GloucesterTimes.com, Gloucester, MA

Business

November 24, 2009

Blackstone-owned Pinnacle buys Birds Eye for $1.3B

Birds Eye Foods, the nation's largest frozen food company, which got its start in Gloucester, is being bought for $1.3 billion by the packaged foods company Pinnacle Foods Group, based in Mountain Lakes, N.J.

As a result of the deal, a planned public offering of Birds Eye Foods stock will be withdrawn.

Pinnacle, owned by investment company Blackstone Group, said the purchase will strengthen its financial position and array of food products. The company is one of the largest packaged food companies with products such as Duncan Hines, Swanson frozen dinners, Vlasic pickles and Mrs.

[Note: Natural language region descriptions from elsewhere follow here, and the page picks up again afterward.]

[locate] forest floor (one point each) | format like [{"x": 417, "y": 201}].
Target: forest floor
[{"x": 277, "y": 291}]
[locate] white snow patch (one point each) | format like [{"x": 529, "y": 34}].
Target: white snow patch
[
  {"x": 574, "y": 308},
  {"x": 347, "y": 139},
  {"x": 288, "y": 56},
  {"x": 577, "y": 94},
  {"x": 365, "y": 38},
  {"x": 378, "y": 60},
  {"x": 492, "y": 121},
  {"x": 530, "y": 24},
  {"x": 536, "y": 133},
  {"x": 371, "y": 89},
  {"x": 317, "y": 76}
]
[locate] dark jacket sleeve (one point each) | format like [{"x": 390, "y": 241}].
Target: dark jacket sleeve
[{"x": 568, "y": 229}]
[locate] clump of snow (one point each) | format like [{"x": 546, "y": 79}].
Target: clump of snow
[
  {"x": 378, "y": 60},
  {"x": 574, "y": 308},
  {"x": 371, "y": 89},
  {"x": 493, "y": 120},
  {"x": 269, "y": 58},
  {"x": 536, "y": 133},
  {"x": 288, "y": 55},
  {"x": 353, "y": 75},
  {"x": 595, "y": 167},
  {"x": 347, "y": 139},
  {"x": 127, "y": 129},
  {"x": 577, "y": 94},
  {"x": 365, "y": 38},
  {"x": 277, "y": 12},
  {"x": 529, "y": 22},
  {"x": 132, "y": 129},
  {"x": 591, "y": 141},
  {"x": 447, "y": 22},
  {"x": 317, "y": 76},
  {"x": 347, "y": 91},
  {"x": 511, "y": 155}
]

Butterworth's syrup.

Birds Eye, which is now based in Rochester N.Y., sells its namesake frozen vegetables as well as products like Tim's Cascade Snacks and Nalley Chili.

The company was founded by Clarence Birdseye, who perfected the flash-freezing process when he moved his General Seafood Corp. to a factory off Pavillion Beach in Gloucester in 1925. Here on Cape Ann, it employed Birdseye's newest invention, the double belt freezer, in which cold brine chilled a pair of stainless steel belts carrying packaged fish, freezing the fish quickly. His invention subsequently issued as US Patent 1,773,079, marked the beginning of today's frozen foods industry. Birdseye then took out patents on machinery which cooled more quickly so that only small ice crystals can form and cell walls are not damaged. In 1927 he began to extend the process to quick-freezing of meat, poultry, fruit, and vegetables.

In 1929, Birdseye sold his company and patents for $22 million to Goldman Sachs and the Postum Co, which eventually became General Foods Corp, and which founded the Birds Eye Frozen Food Co. Birdseye continued to work with the company, developing frozen food technology. In 1930 the company began sales experiments in 18 retail stores around Springfield to test consumer acceptance of quick-frozen foods. The initial product line featured 26 items, including 18 cuts of frozen meat, spinach and peas, a variety of fruits and berries, blue point oysters, and fish fillets. Consumer acceptance was strong, and today this experiment is considered the birth of retail frozen foods. The "Birds Eye" name remains a leading frozen-food brand.

The company is owned by a holding company that is controlled by Vestar Capital Partners, Pro-Fac Cooperative and Birds Eye management.

Pinnacle said it expects to fund the transaction using a combination of new-debt financing at the company and a "significant new equity contribution" from Blackstone.

The transaction is expected to close no later than the first quarter of 2010.

Material from the Associated Press was used in this report.